The County Court, often referred to as the ‘Small Claims Court’ deals with civil matters, such as:

  • Claims for debt repayment, including enforcing court orders and return of goods bought on credit
  • Personal Injury
  • Breach of contract concerning goods or property
  • Family issues such as divorce or adoption
  • Housing disputes, including mortgage and council rent arrears and re-possession.

Crown Court

The Crown Court deals with more serious criminal cases such as murder, rape or robbery, some of which are on appeal or referred from Magistrates’ courts. Trials are heard by a Judge and a 12 person jury. Members of the public are selected for jury service or may have to go to court as witnesses.

Magistrate’s courts

95% of cases are completed at Magistrate’s court, as well as many civil cases e.g. family matters, liquor licensing and betting and gaming. Cases are usually heard by a panel of three magistrates (Justices of the Peace) supported by a Court Clerk.

Magistrates cannot normally order sentences of imprisonment that exceed 6 months (or 12 months for consecutive sentences), or fines exceeding £5000. In cases triable either by the magistrates’ court or the Crown Court the offender may be committed by the magistrates to the Crown Court for sentencing if a more severe sentence is thought necessary.

Youth Court

10-17 year olds will usually have their case dealt with in the Youth Court.

Cases in the Youth Court will be heard by magistrates or by a District Judge. The court is not open to the general public and only those directly involved in the case will normally be allowed to attend. The press may attend court and report the proceedings

Youth Courts have a range of sentences available to them. These are designed to prevent further offending and include the making of a Detention and Training Order of up to two years.

Crown Prosecution Service

The Crown Prosecution Service (CPS) is the Government department responsible for prosecuting criminal cases investigated by the police in England and Wales. It is an independent body that works closely with the police.

As the principal prosecuting authority in England and Wales, the CPS is responsible for:

  • Advising the police on cases for possible prosecution
  • Reviewing cases submitted by the police
  • Where the decision is to prosecute, determine the charge in all but minor cases
  • Preparing cases for court
  • Presentation of cases at court.

The role of the Service is to prosecute cases firmly, fairly and effectively when there is sufficient evidence to provide a realistic prospect of conviction and when it is in the public interest to do so.

The Service plays a central role in bringing to justice perpetrators of anti-social behaviour by:

  • Prosecuting anti-social behaviour-related offences
  • Seeking ‘orders on conviction’ after a person has been convicted and sentenced for an offence and
  • Prosecuting breaches of anti-social behaviour orders.

For further information about the Crown Prosecution Service visit www.cps.gov.uk.

Probation Services

The National Probation Service aims to:

  • Protect the public
  • Reduce re-offending
  • Punish offenders in the community
  • Ensure offenders’ awareness of the effects of crime on the victims of crime and the public
  • Rehabilitate offenders.

The service supervises people who have been sentenced following breaches of criminal behaviour orders, and people with criminal behaviour orders who are being supervised for other matters.

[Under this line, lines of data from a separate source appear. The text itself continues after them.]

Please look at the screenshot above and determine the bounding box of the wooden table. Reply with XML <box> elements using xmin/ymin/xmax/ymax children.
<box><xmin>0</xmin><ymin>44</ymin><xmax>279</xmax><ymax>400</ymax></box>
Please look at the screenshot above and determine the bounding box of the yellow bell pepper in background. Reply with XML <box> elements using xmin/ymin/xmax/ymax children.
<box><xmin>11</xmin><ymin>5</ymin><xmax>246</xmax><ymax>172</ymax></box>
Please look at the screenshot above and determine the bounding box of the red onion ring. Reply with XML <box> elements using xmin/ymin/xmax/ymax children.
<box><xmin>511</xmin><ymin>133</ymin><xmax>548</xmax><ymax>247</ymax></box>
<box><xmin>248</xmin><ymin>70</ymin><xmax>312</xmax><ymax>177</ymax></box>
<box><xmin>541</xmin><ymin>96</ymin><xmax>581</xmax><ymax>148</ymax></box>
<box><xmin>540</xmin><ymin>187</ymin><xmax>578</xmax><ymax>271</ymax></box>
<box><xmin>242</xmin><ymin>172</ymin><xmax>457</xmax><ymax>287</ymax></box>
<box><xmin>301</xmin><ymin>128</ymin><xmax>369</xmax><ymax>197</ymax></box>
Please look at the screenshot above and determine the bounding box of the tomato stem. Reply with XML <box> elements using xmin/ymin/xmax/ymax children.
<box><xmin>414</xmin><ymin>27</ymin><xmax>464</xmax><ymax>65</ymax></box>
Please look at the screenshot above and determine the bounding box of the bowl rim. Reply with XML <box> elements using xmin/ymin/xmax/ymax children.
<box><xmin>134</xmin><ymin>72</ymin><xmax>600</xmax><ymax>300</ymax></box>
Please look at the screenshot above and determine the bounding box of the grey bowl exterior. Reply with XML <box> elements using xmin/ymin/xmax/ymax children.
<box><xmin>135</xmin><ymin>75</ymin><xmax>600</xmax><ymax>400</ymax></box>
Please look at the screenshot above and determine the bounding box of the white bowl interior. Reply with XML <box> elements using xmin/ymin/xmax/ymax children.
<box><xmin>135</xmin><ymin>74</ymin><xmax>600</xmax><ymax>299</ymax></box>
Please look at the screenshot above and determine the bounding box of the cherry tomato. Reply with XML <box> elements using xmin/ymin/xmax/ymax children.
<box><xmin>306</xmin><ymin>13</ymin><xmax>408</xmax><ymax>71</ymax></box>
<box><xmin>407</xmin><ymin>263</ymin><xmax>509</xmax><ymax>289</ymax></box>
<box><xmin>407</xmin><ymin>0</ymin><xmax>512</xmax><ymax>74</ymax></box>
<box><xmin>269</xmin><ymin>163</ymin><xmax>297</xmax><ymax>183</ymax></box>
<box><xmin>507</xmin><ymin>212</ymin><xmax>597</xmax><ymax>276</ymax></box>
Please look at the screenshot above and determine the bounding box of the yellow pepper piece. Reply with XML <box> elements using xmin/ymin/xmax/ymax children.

It also finds unpaid, supervised work within local communities for those sentenced to undertake community service, which can help with graffiti removal and community clean-ups.

Youth Offending Teams

Young people are more likely to be victims of anti-social behaviour (ASB) than perpetrators of it, but when they are responsible for ASB, youth offending teams play a critical role in tackling it.

All members of Youth Offending Teams have expertise in areas relevant to the care and rehabilitation of young offenders. These may include areas such as the Police Service, Probation Service, Social Services, the Health Service, Education and Psychology.  They are overseen by the Youth Justice Board.

Youth offending teams will:

  • Assess the risk and protective factors in a young person’s life that relate to their offending behaviour to enable effective interventions to be implemented.
  • Provide support to young people on police and court bail.
  • Provide support to young people in the court setting.
  • Supervise and manage the cases of young offenders.
  • Support young people who have been released into the community from custody.